We are into nostalgia these days. Maybe because, in truth, a lot of good TV came out a while ago. Perhaps because the WGA and SAG-AFTRA strikes mean we aren’t getting much new stuff. Or maybe just because we like anniversaries, in general. Either way, today is the 30th anniversary of The X-Files premiere, and it feels like a good time to look back to a show that changed so much …and never quite understood what it had done.
That’s the kicker, really. It’s hard to separate the show from its nonsensical mythology or creator who only ever cared about said nonsensical mythology at the expense of the things in the show that actually worked — and people were invested in. And that’s without even going into how said creator and a lot of the male writers in this show took away its female lead’s agency over and over for the sake of drama, introducing demeaning storylines that they tried to sell as edgy but were only ever insulting.

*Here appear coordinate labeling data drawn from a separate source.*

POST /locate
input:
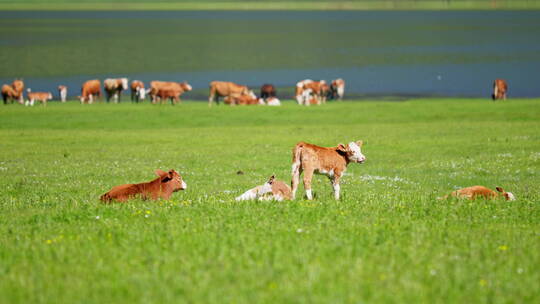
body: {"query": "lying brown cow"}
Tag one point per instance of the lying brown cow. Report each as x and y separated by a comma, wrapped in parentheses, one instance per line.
(37, 96)
(161, 187)
(475, 192)
(499, 89)
(89, 90)
(161, 90)
(331, 162)
(138, 93)
(244, 100)
(114, 87)
(13, 92)
(225, 88)
(62, 92)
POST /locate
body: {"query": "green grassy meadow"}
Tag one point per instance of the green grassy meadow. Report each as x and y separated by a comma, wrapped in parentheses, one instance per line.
(268, 5)
(388, 240)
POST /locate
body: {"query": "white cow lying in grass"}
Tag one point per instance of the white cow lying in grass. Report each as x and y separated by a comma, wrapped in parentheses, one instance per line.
(271, 190)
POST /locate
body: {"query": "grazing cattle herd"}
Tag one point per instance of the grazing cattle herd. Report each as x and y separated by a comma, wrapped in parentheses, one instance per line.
(307, 158)
(307, 92)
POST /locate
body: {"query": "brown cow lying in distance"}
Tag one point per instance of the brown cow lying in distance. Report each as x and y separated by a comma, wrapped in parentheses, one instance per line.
(161, 187)
(331, 162)
(480, 192)
(39, 96)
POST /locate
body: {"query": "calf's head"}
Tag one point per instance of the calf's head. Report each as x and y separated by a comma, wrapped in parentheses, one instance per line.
(507, 195)
(353, 151)
(172, 179)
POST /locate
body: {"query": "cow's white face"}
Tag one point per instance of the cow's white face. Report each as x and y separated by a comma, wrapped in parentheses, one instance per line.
(124, 83)
(266, 188)
(355, 153)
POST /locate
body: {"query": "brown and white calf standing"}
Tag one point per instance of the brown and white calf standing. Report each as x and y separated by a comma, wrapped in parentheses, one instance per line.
(161, 187)
(62, 92)
(37, 96)
(331, 162)
(500, 88)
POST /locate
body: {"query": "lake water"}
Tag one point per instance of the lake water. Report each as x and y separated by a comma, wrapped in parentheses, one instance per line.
(378, 53)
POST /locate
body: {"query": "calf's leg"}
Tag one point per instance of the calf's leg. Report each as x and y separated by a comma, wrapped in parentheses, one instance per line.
(308, 175)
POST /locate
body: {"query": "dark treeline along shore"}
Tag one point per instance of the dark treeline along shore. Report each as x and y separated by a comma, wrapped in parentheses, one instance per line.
(448, 53)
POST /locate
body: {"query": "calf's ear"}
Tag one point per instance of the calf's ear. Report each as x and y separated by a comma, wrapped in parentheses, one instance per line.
(341, 147)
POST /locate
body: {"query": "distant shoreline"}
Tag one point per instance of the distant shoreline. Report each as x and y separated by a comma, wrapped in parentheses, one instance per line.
(66, 5)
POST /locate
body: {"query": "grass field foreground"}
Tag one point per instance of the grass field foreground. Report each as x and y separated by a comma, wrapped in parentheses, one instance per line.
(268, 5)
(388, 240)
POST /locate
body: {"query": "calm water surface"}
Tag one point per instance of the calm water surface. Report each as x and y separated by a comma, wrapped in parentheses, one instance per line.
(382, 53)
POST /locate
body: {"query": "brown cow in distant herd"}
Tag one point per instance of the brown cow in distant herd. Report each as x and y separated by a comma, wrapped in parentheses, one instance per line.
(316, 89)
(245, 100)
(114, 87)
(62, 92)
(224, 89)
(13, 92)
(163, 90)
(90, 90)
(162, 187)
(337, 89)
(308, 92)
(37, 96)
(500, 87)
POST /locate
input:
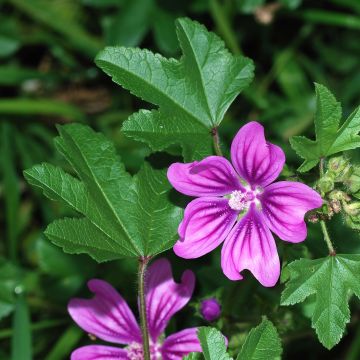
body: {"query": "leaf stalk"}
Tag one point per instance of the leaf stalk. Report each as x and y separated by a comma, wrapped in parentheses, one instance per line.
(143, 261)
(216, 140)
(327, 239)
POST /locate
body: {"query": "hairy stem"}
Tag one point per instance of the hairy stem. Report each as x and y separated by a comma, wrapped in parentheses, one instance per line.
(329, 244)
(143, 318)
(216, 140)
(321, 166)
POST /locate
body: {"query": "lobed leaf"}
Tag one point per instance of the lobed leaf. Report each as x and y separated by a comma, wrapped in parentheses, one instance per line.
(262, 343)
(330, 280)
(213, 344)
(330, 139)
(192, 94)
(121, 215)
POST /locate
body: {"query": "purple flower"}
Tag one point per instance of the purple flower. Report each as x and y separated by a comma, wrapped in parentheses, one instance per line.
(108, 317)
(239, 205)
(210, 309)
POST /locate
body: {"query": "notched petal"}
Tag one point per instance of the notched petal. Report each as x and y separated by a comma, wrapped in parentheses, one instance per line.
(213, 176)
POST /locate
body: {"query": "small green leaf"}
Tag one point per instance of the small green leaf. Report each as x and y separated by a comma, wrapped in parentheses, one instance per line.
(122, 215)
(262, 343)
(213, 344)
(330, 280)
(330, 139)
(192, 96)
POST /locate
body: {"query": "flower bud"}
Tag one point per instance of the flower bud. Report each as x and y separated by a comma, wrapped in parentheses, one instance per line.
(335, 206)
(339, 195)
(326, 184)
(352, 209)
(353, 182)
(210, 309)
(313, 217)
(339, 165)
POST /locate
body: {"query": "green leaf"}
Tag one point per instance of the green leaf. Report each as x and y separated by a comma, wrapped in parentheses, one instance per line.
(213, 344)
(331, 281)
(122, 215)
(262, 343)
(193, 356)
(191, 94)
(330, 139)
(21, 347)
(10, 277)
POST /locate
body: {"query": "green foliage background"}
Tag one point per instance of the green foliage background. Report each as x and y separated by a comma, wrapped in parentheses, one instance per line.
(48, 77)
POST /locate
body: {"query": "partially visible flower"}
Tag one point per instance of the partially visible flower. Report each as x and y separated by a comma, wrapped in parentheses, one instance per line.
(210, 309)
(240, 205)
(108, 317)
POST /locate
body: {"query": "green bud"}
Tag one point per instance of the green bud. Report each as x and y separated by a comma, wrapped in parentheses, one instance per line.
(339, 195)
(335, 206)
(352, 209)
(340, 168)
(352, 222)
(353, 182)
(326, 184)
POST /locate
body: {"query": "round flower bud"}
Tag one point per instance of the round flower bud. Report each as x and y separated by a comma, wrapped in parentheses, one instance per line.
(326, 184)
(210, 309)
(353, 182)
(338, 164)
(352, 209)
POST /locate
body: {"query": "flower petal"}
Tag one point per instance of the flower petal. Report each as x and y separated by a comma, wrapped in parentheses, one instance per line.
(213, 176)
(207, 221)
(251, 246)
(178, 345)
(99, 352)
(106, 315)
(284, 206)
(164, 297)
(256, 160)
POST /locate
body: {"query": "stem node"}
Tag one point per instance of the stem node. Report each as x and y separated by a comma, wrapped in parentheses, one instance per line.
(143, 262)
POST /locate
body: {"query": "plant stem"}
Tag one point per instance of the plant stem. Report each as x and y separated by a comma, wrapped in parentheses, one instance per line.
(143, 261)
(329, 244)
(327, 239)
(216, 140)
(321, 166)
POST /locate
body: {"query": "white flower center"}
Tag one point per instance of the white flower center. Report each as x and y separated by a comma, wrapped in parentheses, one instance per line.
(135, 351)
(241, 200)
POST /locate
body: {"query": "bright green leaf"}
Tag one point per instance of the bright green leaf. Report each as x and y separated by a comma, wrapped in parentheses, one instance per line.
(122, 215)
(213, 344)
(331, 281)
(191, 94)
(330, 139)
(10, 277)
(21, 347)
(262, 343)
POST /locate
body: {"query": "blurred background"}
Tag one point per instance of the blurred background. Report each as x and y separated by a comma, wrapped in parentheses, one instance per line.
(48, 77)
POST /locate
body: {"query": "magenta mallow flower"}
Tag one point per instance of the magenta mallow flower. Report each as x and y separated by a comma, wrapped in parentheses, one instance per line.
(210, 309)
(240, 204)
(109, 318)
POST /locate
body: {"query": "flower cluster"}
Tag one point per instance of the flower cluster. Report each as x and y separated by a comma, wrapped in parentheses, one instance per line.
(238, 204)
(108, 317)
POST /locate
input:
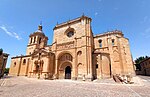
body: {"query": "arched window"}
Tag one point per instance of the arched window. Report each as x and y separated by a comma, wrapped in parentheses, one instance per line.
(113, 42)
(100, 42)
(24, 61)
(70, 32)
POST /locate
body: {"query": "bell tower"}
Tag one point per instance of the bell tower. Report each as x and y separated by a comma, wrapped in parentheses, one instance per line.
(37, 40)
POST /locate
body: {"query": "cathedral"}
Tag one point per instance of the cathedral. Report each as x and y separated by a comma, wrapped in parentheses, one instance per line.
(75, 53)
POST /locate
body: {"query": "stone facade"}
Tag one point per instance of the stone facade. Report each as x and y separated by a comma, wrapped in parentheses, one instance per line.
(144, 67)
(3, 61)
(75, 53)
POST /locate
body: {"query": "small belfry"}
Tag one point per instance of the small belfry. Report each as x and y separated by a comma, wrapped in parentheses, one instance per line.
(76, 53)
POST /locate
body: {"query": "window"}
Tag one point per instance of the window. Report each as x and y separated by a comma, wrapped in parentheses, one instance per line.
(34, 39)
(100, 42)
(96, 66)
(24, 61)
(70, 34)
(113, 42)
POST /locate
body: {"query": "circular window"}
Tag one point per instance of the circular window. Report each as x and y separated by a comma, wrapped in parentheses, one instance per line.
(70, 34)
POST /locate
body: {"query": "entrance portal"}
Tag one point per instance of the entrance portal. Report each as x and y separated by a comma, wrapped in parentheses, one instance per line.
(68, 72)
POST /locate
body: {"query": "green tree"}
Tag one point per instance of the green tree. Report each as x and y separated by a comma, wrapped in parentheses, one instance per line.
(1, 51)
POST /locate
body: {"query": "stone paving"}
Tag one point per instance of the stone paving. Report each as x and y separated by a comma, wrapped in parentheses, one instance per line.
(30, 87)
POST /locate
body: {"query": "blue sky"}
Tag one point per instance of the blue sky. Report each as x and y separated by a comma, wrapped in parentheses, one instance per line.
(20, 18)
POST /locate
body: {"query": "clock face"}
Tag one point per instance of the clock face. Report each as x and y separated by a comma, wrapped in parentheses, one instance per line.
(70, 34)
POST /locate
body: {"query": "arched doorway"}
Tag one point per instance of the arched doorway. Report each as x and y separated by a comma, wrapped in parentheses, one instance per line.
(68, 72)
(65, 66)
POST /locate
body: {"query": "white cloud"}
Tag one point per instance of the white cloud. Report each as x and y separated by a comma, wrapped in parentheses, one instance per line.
(146, 34)
(12, 34)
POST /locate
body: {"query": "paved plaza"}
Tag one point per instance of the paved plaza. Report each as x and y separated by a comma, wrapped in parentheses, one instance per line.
(32, 87)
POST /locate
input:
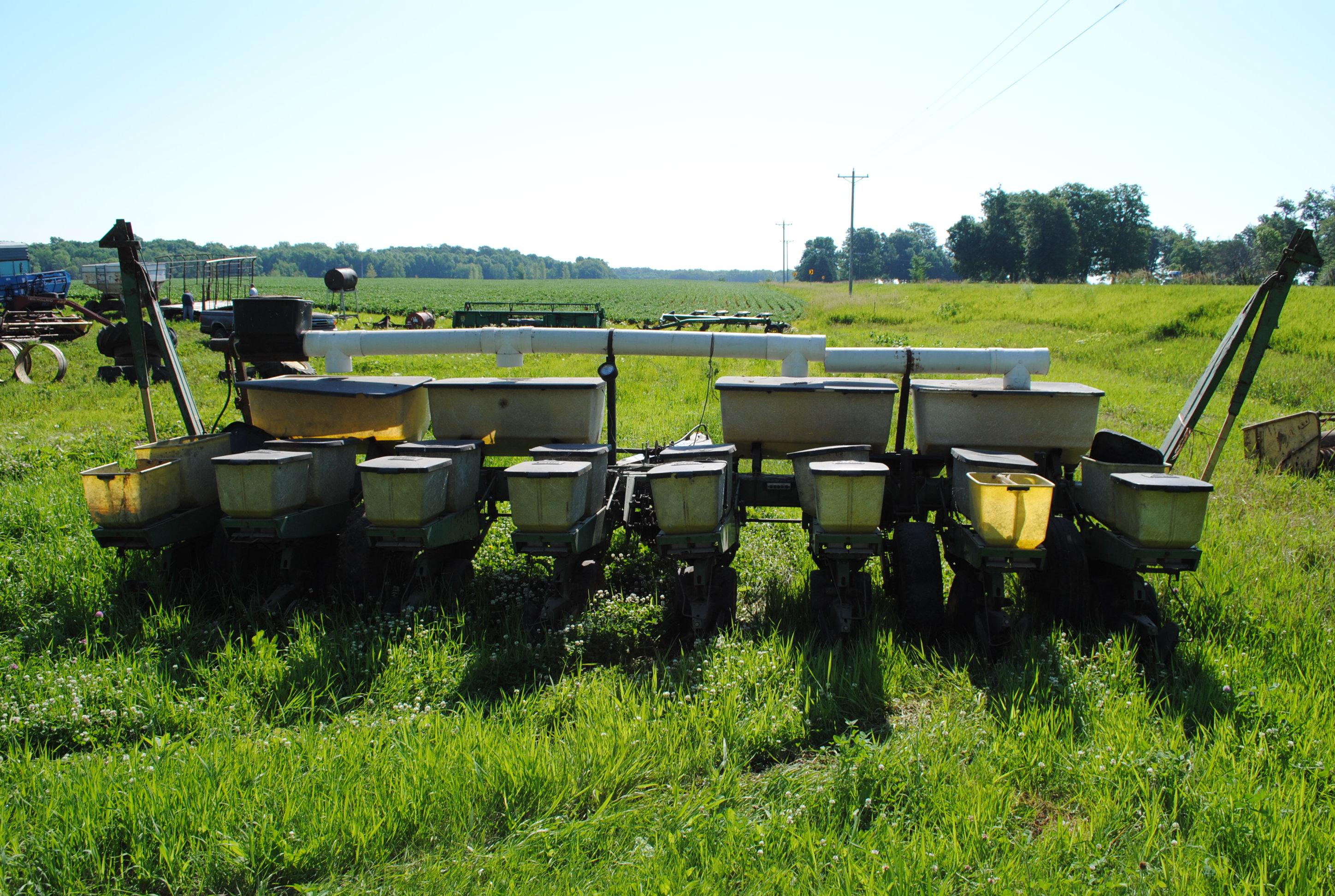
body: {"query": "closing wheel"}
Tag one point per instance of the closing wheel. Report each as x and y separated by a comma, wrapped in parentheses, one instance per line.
(820, 593)
(703, 615)
(23, 364)
(916, 566)
(360, 568)
(1062, 588)
(14, 354)
(964, 601)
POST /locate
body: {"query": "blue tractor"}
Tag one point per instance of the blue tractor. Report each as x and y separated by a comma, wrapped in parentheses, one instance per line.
(30, 301)
(18, 278)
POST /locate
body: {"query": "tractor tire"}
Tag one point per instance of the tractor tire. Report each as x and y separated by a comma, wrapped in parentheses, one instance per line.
(916, 569)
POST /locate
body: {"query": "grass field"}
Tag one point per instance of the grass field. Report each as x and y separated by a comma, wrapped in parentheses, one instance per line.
(167, 736)
(622, 301)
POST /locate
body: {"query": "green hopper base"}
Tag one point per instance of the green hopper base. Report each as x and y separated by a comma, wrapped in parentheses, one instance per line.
(1118, 551)
(449, 529)
(705, 544)
(182, 525)
(577, 540)
(310, 523)
(966, 544)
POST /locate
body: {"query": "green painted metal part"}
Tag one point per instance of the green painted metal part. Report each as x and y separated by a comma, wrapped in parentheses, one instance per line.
(1271, 293)
(705, 544)
(310, 523)
(967, 545)
(835, 544)
(767, 490)
(577, 540)
(139, 300)
(1118, 551)
(183, 525)
(533, 314)
(449, 529)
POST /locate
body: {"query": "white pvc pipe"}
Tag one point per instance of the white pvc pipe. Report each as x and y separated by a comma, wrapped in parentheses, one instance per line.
(510, 344)
(1015, 365)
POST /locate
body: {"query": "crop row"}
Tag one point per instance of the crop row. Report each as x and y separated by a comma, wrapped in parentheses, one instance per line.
(624, 301)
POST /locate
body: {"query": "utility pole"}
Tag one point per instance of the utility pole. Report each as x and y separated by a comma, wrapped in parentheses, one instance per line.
(786, 226)
(852, 182)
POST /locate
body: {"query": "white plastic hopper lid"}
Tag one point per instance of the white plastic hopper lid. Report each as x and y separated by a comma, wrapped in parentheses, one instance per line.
(829, 449)
(404, 464)
(525, 383)
(263, 456)
(700, 450)
(438, 447)
(999, 460)
(572, 449)
(549, 469)
(807, 383)
(992, 386)
(850, 468)
(686, 469)
(1162, 483)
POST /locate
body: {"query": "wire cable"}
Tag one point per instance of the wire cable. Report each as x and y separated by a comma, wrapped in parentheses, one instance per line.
(928, 107)
(1002, 58)
(709, 383)
(986, 103)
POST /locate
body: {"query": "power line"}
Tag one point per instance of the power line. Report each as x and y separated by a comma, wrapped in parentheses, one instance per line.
(1002, 58)
(928, 109)
(852, 182)
(786, 226)
(979, 109)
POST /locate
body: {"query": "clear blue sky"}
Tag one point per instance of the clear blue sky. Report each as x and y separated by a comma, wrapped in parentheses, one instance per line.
(667, 136)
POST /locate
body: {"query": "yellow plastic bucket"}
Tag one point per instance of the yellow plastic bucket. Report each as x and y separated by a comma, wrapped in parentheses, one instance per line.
(391, 409)
(1010, 509)
(121, 499)
(193, 456)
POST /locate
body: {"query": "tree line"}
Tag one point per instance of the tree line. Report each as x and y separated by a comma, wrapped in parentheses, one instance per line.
(1070, 234)
(907, 254)
(313, 259)
(696, 274)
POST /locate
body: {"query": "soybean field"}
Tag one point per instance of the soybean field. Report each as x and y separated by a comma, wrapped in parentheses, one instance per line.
(624, 301)
(170, 732)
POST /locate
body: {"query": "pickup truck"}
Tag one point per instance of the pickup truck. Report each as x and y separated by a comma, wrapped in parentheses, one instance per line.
(218, 322)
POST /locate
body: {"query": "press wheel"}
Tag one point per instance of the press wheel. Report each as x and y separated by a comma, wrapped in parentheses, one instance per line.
(916, 568)
(1062, 588)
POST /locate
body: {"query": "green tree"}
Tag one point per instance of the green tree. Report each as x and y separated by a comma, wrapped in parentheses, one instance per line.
(1051, 240)
(867, 254)
(1003, 238)
(919, 267)
(967, 241)
(1088, 210)
(1187, 254)
(817, 264)
(1124, 234)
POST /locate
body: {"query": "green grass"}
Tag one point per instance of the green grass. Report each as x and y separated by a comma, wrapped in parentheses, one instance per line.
(622, 301)
(185, 740)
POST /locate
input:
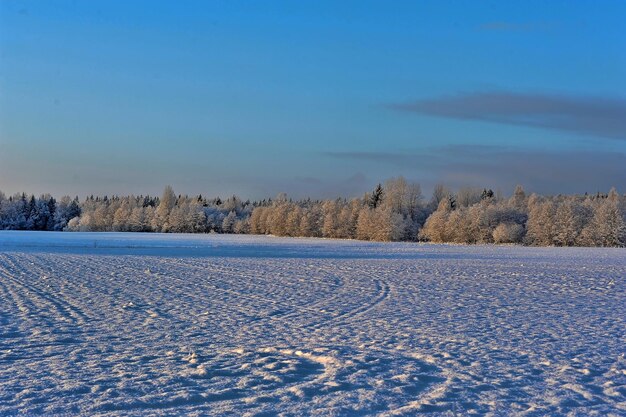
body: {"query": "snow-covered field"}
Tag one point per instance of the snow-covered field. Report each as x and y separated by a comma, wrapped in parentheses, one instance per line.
(134, 324)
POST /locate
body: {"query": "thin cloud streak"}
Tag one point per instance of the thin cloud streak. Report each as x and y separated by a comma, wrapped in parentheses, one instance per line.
(595, 116)
(546, 172)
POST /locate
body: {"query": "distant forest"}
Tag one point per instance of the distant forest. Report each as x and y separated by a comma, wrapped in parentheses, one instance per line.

But thirty years later, and with some separation from even the horrible revival seasons, it’s easier to just focus on the good.
On a show that basically introduced the concept of shipping to the world, one that really became part of the conversation because of two actors with brilliant chemistry — even when they didn’t get along — and two characters who were always more than the stereotype they supposedly represented.
A show that, when it was good, did both absurd comedy and heartbreaking drama to perfection. One that was always better than the sum of its parts, despite the numerous storytelling blunders. One that first showed a lot of us that deep friendship can turn into love, that it’s okay to look for alternative answers and also, that yes, fanfic is sometimes better than what you’re seeing on TV.
If you feel like celebrating today, do yourself a favor, and don’t do it by re-watching the whole show. Choose self-care, and skip any episode that has to do with Samantha Mulder, the Cigarette Smoking Man, or the Syndicate — or just watch the Mulder and Scully moments in those hours. That’s what this show deserves to be remembered for.
Happy 30th anniversary, The X-Files. We will try to remember you for Mulder and Scully, and not for the things Chris Carter, to this day, wants us to care about.